Anyone approaching Rogiński’s newly reissued 2015 album Plays John Coltrane and Langston Hughes for the first time may feel a similar sense of confusion: The tracklist is dedicated almost exclusively to Coltrane compositions, yet it would take an Olympic leap of imagination to locate the jaunty strut of “Blue Train” in the patient contemplation of Rogiński’s version, which tumbles like fallen leaves, or the bold, doleful bellow of “Seraphic Light” in the halting cadences of the guitarist’s rendition. Some songs seem to share only a common key signature with their inspirations; in some cases, even that tonal connection is as tenuous as spider’s silk. To those familiar with the cryptic, mutable melodies of Rogiński’s later albums, like Talàn and Žaltys, these pieces sound mostly like dispatches from the guitarist’s own secretive imagination.

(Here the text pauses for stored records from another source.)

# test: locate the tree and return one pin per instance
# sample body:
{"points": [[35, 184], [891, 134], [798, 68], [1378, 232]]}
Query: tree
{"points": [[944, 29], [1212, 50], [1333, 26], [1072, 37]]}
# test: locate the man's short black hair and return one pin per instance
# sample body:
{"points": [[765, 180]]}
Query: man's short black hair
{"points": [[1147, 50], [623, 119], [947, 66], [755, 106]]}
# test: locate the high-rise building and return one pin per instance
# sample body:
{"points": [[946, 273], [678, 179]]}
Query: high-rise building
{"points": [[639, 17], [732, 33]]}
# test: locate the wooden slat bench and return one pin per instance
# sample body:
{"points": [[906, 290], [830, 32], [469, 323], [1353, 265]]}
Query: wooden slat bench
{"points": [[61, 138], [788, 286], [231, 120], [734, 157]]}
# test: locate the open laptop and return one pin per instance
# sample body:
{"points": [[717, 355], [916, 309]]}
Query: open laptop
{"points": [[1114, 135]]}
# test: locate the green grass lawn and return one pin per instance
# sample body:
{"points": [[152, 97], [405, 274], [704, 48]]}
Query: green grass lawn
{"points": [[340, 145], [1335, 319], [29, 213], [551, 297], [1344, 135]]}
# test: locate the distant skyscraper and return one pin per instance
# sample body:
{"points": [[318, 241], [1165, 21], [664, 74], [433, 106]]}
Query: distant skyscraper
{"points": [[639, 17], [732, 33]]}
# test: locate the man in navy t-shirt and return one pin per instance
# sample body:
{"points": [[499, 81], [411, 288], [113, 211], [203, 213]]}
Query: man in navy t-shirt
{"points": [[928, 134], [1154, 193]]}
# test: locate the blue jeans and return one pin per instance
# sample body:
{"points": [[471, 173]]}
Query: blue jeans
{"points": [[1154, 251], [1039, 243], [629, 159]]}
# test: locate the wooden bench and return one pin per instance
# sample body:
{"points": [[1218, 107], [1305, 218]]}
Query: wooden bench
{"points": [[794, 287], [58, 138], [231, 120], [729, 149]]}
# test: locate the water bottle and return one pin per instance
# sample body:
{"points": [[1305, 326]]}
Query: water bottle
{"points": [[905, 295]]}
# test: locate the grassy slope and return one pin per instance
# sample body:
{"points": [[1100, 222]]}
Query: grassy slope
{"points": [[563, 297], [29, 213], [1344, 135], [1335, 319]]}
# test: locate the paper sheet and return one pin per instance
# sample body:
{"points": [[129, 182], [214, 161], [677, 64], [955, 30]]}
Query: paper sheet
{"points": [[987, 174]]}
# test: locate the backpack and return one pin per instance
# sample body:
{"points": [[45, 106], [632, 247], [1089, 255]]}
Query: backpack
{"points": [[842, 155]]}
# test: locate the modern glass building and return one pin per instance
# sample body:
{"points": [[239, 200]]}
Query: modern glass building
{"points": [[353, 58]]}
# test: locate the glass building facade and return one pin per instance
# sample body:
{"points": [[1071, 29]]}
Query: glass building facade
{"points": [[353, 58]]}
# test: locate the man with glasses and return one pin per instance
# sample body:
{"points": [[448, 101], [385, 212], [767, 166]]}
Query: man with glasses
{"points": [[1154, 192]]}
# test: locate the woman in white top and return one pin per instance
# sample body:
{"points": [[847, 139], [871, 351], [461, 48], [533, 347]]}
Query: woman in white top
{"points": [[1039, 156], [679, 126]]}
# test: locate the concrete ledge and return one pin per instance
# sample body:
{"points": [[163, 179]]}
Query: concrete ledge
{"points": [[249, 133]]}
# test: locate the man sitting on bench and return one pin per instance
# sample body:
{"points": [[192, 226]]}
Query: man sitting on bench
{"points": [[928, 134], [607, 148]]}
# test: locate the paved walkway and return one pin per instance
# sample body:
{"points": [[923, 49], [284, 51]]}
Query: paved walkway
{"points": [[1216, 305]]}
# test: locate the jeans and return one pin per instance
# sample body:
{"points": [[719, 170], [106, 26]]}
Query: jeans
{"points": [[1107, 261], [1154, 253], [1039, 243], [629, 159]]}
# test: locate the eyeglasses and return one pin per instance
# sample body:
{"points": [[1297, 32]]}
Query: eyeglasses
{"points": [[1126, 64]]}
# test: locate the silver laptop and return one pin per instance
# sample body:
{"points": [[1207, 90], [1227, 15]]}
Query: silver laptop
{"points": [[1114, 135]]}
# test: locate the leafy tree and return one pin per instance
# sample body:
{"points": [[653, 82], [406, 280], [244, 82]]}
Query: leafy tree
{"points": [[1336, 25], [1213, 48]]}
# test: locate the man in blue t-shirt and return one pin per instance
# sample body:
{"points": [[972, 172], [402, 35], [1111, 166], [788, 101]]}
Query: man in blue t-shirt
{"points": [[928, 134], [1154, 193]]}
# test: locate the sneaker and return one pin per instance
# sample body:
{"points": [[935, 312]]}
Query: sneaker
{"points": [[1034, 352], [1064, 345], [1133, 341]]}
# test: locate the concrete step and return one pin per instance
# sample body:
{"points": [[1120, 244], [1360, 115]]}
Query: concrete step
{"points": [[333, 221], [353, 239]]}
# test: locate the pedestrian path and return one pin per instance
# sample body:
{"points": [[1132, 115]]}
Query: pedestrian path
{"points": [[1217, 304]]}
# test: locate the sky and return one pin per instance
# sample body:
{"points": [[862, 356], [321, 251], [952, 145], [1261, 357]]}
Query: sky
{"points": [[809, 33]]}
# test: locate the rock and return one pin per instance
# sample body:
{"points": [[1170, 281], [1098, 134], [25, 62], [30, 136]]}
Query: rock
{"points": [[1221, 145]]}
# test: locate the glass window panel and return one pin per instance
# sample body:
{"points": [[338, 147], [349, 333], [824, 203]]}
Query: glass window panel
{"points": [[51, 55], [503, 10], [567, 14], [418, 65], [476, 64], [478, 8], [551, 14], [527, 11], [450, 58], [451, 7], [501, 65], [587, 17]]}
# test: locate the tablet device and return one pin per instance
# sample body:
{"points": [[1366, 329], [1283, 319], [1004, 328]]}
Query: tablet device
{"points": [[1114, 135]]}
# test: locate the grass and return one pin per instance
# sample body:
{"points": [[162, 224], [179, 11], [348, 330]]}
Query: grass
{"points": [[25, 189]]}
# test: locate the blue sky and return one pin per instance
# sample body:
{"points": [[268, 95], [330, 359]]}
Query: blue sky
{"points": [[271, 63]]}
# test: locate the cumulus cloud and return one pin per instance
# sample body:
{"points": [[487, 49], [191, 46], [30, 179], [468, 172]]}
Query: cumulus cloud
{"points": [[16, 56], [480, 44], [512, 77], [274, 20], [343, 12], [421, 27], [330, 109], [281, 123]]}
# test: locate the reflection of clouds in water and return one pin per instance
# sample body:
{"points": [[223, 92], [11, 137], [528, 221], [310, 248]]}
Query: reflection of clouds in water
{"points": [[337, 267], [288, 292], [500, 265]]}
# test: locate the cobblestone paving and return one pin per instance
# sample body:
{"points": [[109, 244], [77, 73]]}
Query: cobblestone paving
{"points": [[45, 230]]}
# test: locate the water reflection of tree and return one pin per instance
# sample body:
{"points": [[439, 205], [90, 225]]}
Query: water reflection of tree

Over the past decade and a half, Rogiński has developed a singular and unmistakable style of solo electric guitar. His playing is spare, yet his fingerpicking can make it sound like there are four hands working in tandem; it can be hard to believe that there are no overdubs. His harmonic sensibility reminds me of a garden in early fall, when everything has gone to seed and once-verdant vines slouch toward decay. His melodies are ruminative and searching—doubling back on understated themes, applying minor ornaments or spontaneous variations to two-and three-note patterns—as though he were looking for something he’d lost, or trying to tease out an idea stuck on the tip of his tongue.
Plays John Coltrane and Langston Hughes, originally released on CD on Warsaw’s Bolt Records and never before available on vinyl or streaming, was Rogiński’s first major solo statement. Over the past nine years, this hushed, hypnotic suite of koan-like pieces has gathered a cult fan base. Reissued now in the shadow of last year’s Talàn and this year’s Žaltys, Plays John Coltrane feels of a piece with them, almost like the first installment of a trilogy. Yet it also stands alone, a perfect encapsulation of his music’s mystical, spiritual energies. Each track springs from the same well of nameless sadness, channeling an ancient, ancestral current of longing.